The WHO ‘3Is’ strategy aims to reduce the burden of TB in people living with HIV through implementation of intensified case finding, infection control and isoniazid preventive therapy . Intensified case finding permits early case detection and treatment of active cases and may thereby reduce morbidity, mortality and TB transmission risk in ART services. However, the yield and associated benefits of intensified case finding may vary greatly according to the screening strategy used, patient CD4 cell count and the diagnostic tests available [13,14]. Patients enrolling for ART in Africa typically have advanced immunodeficiency and available TB diagnostics are often very limited. Most disease is sputum smear-negative culture-positive and diagnosis is therefore very challenging [15–18].
Our hypothesis a priori was that routine systematic intensive screening of all patients using automated liquid culture of sputum samples would identify a high yield of prevalent TB at baseline and that much of the burden of incident TB cases presenting during the initial months of ART would be detected as prevalent disease at baseline. We therefore examined the yield of intensive TB case finding at baseline among patients enrolling in a well characterized ART cohort in South Africa and the subsequent incidence and temporal distribution of TB cases during the first year of treatment.

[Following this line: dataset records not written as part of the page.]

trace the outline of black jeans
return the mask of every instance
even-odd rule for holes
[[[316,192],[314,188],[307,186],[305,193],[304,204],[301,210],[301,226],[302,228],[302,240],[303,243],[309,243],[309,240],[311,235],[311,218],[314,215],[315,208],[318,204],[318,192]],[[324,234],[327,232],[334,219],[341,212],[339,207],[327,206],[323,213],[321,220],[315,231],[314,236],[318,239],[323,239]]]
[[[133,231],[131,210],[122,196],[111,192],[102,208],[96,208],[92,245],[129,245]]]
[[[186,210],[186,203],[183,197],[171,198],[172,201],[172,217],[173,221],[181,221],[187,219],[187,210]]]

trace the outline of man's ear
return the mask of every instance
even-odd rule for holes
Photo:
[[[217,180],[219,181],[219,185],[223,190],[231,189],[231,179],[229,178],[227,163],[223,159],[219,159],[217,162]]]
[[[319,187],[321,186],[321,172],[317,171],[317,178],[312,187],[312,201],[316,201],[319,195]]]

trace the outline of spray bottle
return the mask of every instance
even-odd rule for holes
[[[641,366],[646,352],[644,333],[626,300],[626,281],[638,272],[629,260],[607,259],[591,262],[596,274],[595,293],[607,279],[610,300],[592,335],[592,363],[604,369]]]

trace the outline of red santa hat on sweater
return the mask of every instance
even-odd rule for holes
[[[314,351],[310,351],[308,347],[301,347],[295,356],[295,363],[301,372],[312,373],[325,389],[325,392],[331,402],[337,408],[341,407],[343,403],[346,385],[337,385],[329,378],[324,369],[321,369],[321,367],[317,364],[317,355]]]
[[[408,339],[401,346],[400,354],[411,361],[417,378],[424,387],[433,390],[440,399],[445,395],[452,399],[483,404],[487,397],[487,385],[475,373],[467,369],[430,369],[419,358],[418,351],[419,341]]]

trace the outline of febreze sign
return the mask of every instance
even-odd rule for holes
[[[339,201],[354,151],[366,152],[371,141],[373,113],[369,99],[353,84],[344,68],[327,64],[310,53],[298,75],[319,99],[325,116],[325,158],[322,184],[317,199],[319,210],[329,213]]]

This study arises from a body of research conducted in a South African ART cohort aiming to ascertain the true burden of TB disease, identify optimal means of screening for TB in those preparing for ART, evaluate new TB diagnostics and ascertain the impact of these interventions on patient outcomes. Data from these studies have been previously been reported in part elsewhere [17,19].
The ART cohort is based in Gugulethu township in Cape Town where the HIV prevalence and TB notification rate are very high [1,20]. The national ART programme provided treatment for those with WHO stage 4 disease or a blood CD4 cell count less than 200 cells/μl. The extraordinarily high burden of TB diagnosed during routine clinical practice in this service has been previously characterized in detail [1,4,17,21]. All patients gave written informed consent and this study was approved by the Research Ethics Committee of the Faculty of Health Sciences of the University of Cape Town.
Patients, laboratory investigations and follow-up
Eligible patients were ART-naive adults (≥18 years of age) referred to start ART and who did not have a current diagnosis of TB. As previously described, the time between enrolment of a patient in this service and initiation of ART is typically 28 days, permitting thorough evaluation of patients for possible active TB and other co-morbidity as well as preparation for ART .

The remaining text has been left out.